For man has closed himself up, till he sees all things thro’ narrow chinks of his cavern”
William Blake
Desde sempre que Tito Mouraz (Portugal, 1977) nos habituou a um quadro composicional pensado, minucioso, com uma mística própria, que tanto transpira método e (pre)meditação, como uma espécie de desconforto existencial. Lembro-me que no começo era o formalismo imponente de Open Space Office, ou a inquietude realista da Rua da Cabine. Era a Casa das Sete Senhoras que, simultaneamente, arrepiava e estimulava a uma leitura ansiosa. E se em Fluvial era explorada a autenticidade do real que, apesar de multi-interpretativo, elucidava com clareza o que esperar do documental; muitos dizem que Mergulho é uma virada nesse registo habitual, uma outra forma de ver. Se atentarmos na sua premissa introdutória, é este um trabalho que dá pistas desde o início. Não assumamos, mergulhemos; pois, se o fizermos, deparar-nos-emos com o mesmo Tito, aquele que nos diz que as imagens nem sempre são o que parecem, que a narrativa (como qualquer boa narrativa) se constrói de um todo, através de uma história que não é estática ou presumível, mas que, de fluída, nos questiona constantemente.

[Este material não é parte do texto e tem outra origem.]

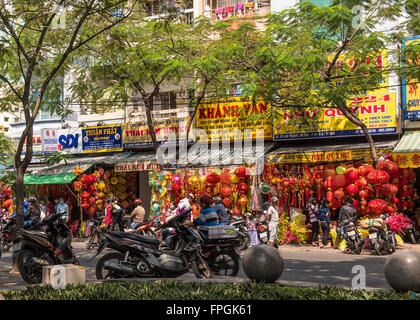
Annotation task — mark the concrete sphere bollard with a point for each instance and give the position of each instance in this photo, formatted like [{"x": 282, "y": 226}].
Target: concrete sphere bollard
[
  {"x": 263, "y": 263},
  {"x": 402, "y": 271}
]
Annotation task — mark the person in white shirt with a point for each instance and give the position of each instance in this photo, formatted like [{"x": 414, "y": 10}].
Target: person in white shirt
[{"x": 274, "y": 220}]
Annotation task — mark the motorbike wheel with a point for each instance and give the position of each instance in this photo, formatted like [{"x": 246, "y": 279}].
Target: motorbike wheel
[
  {"x": 412, "y": 237},
  {"x": 243, "y": 242},
  {"x": 200, "y": 268},
  {"x": 30, "y": 271},
  {"x": 224, "y": 263},
  {"x": 102, "y": 273}
]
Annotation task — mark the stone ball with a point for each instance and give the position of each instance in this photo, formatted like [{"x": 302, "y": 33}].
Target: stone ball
[
  {"x": 263, "y": 263},
  {"x": 402, "y": 271}
]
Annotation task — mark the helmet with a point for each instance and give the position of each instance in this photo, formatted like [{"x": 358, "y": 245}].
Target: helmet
[{"x": 205, "y": 197}]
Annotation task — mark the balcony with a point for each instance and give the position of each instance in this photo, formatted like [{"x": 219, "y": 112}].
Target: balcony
[{"x": 236, "y": 8}]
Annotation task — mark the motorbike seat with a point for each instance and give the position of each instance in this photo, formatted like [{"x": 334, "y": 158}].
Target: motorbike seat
[{"x": 137, "y": 237}]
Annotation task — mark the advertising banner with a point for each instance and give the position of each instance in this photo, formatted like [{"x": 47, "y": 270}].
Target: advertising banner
[
  {"x": 102, "y": 138},
  {"x": 411, "y": 87},
  {"x": 229, "y": 117},
  {"x": 330, "y": 156},
  {"x": 64, "y": 140},
  {"x": 377, "y": 111},
  {"x": 376, "y": 108},
  {"x": 135, "y": 166},
  {"x": 138, "y": 134}
]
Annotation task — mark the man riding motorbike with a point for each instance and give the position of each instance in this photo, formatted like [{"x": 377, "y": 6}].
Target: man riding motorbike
[{"x": 347, "y": 211}]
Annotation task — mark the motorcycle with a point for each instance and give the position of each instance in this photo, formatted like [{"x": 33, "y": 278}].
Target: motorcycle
[
  {"x": 35, "y": 249},
  {"x": 381, "y": 238},
  {"x": 352, "y": 236},
  {"x": 242, "y": 231},
  {"x": 141, "y": 256}
]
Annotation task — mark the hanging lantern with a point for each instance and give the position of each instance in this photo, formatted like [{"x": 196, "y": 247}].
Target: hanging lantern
[
  {"x": 389, "y": 190},
  {"x": 243, "y": 188},
  {"x": 241, "y": 172},
  {"x": 389, "y": 166},
  {"x": 339, "y": 181},
  {"x": 85, "y": 205},
  {"x": 352, "y": 190},
  {"x": 339, "y": 194},
  {"x": 363, "y": 194},
  {"x": 378, "y": 177},
  {"x": 352, "y": 176},
  {"x": 77, "y": 171},
  {"x": 340, "y": 170},
  {"x": 226, "y": 202},
  {"x": 213, "y": 178},
  {"x": 361, "y": 182},
  {"x": 225, "y": 191},
  {"x": 377, "y": 205}
]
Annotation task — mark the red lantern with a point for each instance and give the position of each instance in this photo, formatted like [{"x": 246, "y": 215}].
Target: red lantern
[
  {"x": 241, "y": 172},
  {"x": 389, "y": 190},
  {"x": 378, "y": 177},
  {"x": 363, "y": 194},
  {"x": 339, "y": 194},
  {"x": 91, "y": 211},
  {"x": 85, "y": 195},
  {"x": 352, "y": 190},
  {"x": 389, "y": 166},
  {"x": 226, "y": 202},
  {"x": 339, "y": 181},
  {"x": 213, "y": 178},
  {"x": 377, "y": 205},
  {"x": 352, "y": 176},
  {"x": 225, "y": 191},
  {"x": 361, "y": 182},
  {"x": 329, "y": 196},
  {"x": 243, "y": 188}
]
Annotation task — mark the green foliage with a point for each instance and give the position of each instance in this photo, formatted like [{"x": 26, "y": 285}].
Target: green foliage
[{"x": 177, "y": 290}]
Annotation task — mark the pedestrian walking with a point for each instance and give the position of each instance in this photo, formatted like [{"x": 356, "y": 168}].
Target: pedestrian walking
[
  {"x": 324, "y": 217},
  {"x": 273, "y": 217},
  {"x": 313, "y": 210}
]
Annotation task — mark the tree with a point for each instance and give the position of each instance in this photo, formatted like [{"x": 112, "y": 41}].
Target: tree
[
  {"x": 38, "y": 40},
  {"x": 298, "y": 65}
]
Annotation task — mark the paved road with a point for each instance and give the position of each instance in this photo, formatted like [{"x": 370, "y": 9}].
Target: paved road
[{"x": 304, "y": 265}]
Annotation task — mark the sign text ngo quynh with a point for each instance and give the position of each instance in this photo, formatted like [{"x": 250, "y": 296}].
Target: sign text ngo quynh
[
  {"x": 376, "y": 108},
  {"x": 102, "y": 138},
  {"x": 411, "y": 87}
]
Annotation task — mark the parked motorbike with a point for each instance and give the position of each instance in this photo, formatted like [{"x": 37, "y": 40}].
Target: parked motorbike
[
  {"x": 352, "y": 236},
  {"x": 242, "y": 231},
  {"x": 141, "y": 256},
  {"x": 35, "y": 249},
  {"x": 381, "y": 238}
]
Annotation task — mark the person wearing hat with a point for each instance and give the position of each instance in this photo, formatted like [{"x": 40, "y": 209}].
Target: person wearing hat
[
  {"x": 207, "y": 216},
  {"x": 138, "y": 215},
  {"x": 324, "y": 217},
  {"x": 273, "y": 217},
  {"x": 221, "y": 211}
]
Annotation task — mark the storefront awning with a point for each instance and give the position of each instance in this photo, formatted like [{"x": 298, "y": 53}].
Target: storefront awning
[
  {"x": 54, "y": 175},
  {"x": 50, "y": 179},
  {"x": 407, "y": 153},
  {"x": 327, "y": 153}
]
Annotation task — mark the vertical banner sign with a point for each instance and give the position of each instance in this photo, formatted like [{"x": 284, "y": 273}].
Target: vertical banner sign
[
  {"x": 376, "y": 108},
  {"x": 64, "y": 140},
  {"x": 229, "y": 117},
  {"x": 138, "y": 135},
  {"x": 102, "y": 138},
  {"x": 411, "y": 87}
]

Mergulho é sobre os Açores. Melhor, é feito nos Açores; fruto de uma estadia no arquipélago, ao longo da qual o artista conectou profundamente com o território. Daqui poderíamos até pressupor saber o resultado; aquele levianamente expectável de um mote que propõe um trabalho fotográfico sobre as paisagens açorianas. Um território invariavelmente conhecido pelo verde e vigoroso envolvente, tantas vezes convertido na amplamente disseminada imagem postal, que torna qualquer indagação sobre o mesmo capaz de cair facilmente no lugar comum. Muito foi dito e (d)escrito sobre as ilhas, contudo esta geografia “fragmentada e flutuante” é especial, pois “desafia o sentido de volatilidade das coisas e da sua percetibilidade”, já o disse Sérgio Mah. É isso que faz Mergulho – num terreno iminentemente mutante, torna-se ele também inesperado em quaisquer assunções e vai mais longe. Ou devo dizer, mais fundo.
Se mergulhamos, entramos em profundidade, somos absorvidos, abstraídos, entregues a um espaço que passa a ser intimamente nosso. Na parede, as imagens pautam-se pelo rigor de uma sequência formal e límpida que desafia a morfologia atípica, clivosa e imprevisível das ilhas. A escala também. Se os cenários insulares indubitavelmente nos avivam à magnitude característica de uma geologia vulcânica, bruta e proeminente, a verdade é que perante nós não há qualquer oposição demarcada, antes um apelo suave a um encontro um-a-um. Ao seu silêncio. Curiosamente, uma quietude que nos (re)lembra o mundo em que hoje somos forçados a viver. E, aproximando-nos daquelas imagens discretas e imaculadas, suspendemos o tempo e o espaço nesta relação que, de tão próxima, materializa ali mesmo um mergulho, numa experiência íntima e pessoal. A paisagem essa, que se materializa ante nós, não nos deixemos enganar: é da mesma ordem de grandeza do panorama açoriano “tão poderosa quanto aquela que surge quando estamos na sua presença”.
Não bastasse a simbologia conceptual enunciada pelo projeto e fortalecida pela curadoria que lhe concebe uma sóbria privacidade, as imagens em exposição são os originais de uma técnica que introduz ainda mais significado nesta imersão. A série, desenvolvida em película instantânea, introduz um caráter no projeto que vai além da sua fisicalidade. Se é certo que derivado da química envolvida e da transferência da película negativa em imagem positiva são visíveis “imperfeições” e “erros”, conceptualmente são adições que enriquecem em conteúdo, sentido e profundidade.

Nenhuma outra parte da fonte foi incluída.